The rental/roommate agreement is a document that could theoretically hold up as a legal contract. It spells out all the big things and even some of the small things that go into cohabitating. For example, who cleans what, how loud the music can be, and how late guests may remain in the home.
Do a Background Check
This includes calling personal references, performing a credit check, and ordering a criminal history/background check. It also helps to call on previous landlords for payment history when possible.
The site https://www.intelius.com/background-check is a good place to start. It is also advisable to review your county’s sex offender registry before committing to a new housemate.
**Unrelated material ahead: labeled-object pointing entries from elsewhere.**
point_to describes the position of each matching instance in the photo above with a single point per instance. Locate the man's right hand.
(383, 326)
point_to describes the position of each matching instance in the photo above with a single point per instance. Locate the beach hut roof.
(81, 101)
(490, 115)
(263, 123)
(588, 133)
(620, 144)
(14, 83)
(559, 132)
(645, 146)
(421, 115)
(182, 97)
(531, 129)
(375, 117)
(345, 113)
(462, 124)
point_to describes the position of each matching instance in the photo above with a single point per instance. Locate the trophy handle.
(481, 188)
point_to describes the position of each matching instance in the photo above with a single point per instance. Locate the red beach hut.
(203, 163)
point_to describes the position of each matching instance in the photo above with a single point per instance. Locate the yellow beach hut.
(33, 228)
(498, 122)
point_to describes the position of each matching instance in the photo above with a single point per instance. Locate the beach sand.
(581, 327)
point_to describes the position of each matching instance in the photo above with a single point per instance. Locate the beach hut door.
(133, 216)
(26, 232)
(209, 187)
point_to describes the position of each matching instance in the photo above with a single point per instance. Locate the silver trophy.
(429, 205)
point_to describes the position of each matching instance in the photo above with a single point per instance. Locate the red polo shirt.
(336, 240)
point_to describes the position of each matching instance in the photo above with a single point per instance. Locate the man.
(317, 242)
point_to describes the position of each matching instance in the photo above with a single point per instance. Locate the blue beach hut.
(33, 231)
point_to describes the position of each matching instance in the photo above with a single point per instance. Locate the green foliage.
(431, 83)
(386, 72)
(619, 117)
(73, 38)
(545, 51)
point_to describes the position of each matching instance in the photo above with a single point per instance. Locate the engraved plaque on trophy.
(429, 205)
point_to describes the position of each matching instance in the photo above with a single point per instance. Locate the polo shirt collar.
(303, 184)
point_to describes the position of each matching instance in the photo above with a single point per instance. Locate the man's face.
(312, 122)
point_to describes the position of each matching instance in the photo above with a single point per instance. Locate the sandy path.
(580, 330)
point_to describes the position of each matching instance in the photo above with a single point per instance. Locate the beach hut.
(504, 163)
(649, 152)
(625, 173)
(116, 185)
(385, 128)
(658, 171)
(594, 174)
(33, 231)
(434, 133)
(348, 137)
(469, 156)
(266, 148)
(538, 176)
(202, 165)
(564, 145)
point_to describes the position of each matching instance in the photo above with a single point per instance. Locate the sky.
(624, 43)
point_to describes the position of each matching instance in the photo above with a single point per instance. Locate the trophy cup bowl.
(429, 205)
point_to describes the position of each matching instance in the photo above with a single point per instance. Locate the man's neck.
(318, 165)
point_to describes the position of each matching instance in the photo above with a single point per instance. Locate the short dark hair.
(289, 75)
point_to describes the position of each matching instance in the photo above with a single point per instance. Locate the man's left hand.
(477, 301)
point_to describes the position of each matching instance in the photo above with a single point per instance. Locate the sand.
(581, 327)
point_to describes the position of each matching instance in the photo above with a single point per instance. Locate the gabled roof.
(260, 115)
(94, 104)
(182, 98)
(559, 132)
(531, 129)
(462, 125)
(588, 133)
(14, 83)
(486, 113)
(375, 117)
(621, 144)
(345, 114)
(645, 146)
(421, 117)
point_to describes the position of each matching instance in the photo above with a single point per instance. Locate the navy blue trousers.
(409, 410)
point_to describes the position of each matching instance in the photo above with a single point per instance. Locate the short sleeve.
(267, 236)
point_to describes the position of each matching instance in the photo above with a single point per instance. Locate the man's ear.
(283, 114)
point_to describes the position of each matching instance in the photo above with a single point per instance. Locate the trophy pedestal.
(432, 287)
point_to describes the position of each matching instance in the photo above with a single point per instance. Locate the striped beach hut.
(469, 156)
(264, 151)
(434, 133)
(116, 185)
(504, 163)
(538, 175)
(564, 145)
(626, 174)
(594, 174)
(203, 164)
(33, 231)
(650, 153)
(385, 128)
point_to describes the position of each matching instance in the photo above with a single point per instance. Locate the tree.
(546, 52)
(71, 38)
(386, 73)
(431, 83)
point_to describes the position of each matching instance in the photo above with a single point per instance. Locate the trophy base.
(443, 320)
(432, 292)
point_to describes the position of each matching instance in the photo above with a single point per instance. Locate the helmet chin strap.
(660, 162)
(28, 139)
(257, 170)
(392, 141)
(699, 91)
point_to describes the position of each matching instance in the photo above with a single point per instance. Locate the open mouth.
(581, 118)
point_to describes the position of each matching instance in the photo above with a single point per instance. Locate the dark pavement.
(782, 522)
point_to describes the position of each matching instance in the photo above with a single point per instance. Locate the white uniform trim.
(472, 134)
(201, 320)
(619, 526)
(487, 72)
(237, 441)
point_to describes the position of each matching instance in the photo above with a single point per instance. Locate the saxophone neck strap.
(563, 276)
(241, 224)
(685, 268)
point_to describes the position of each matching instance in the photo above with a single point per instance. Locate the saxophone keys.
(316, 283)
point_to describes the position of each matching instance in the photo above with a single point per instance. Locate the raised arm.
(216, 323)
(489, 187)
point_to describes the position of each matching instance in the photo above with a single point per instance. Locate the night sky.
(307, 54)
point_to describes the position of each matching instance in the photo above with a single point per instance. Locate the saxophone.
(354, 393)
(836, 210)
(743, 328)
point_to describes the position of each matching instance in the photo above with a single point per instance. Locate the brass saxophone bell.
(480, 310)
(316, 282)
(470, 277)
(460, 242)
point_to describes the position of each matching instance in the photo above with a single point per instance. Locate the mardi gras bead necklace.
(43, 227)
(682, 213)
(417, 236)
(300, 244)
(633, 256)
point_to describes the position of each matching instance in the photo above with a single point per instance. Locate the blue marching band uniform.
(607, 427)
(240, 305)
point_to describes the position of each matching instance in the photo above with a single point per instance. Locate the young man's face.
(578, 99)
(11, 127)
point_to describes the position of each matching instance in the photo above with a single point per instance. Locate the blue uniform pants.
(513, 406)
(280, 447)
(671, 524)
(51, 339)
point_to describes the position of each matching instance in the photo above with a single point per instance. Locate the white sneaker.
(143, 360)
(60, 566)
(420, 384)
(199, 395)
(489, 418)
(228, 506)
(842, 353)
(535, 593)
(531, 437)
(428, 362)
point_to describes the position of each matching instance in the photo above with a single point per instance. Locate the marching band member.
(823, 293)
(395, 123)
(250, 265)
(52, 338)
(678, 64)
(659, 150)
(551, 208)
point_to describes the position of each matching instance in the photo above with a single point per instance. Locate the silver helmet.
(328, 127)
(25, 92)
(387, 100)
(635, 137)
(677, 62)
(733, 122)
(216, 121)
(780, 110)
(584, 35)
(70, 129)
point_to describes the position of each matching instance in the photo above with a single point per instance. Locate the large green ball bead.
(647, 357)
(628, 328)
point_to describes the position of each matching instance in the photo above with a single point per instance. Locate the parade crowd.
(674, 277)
Decide Which Space to Rent
Prep the bedroom that will be rented. Make it marketable and presentable with a good deep cleaning. Present the space in the condition that you expect it to be returned to you when the lease ends.
Prep the Whole House
Put separate locks on every bedroom door and program separate entry codes for keyless entry. If your home does not have keyless entry, then have extra have keys ready. Hide your valuables, preferably in a locked safe, before you present your home to potential renters.
Become Familiar with Equal Housing Regulations
The basics of the Fair Housing Act can be found at https://www.hud.gov/program_offices/fair_housing_equal_opp/fair_housing_rights_and_obligations.
Look For a Tenant
Many landlords find a tenant within their existing sphere of influence. Start by asking around to find out if anyone you know is looking to rent. Social channels can be a good place to scout for a prospective tenant but remember that nothing you share on social media is confidential.
Keep Records for Your Taxes
Rental income is taxed. Start thinking of yourself as a landlord for tax purposes. Keep detailed records of income you receive as well as expenses associated with renting part of your home. A few examples of deductible expenses include marketing, background checks, and door locks.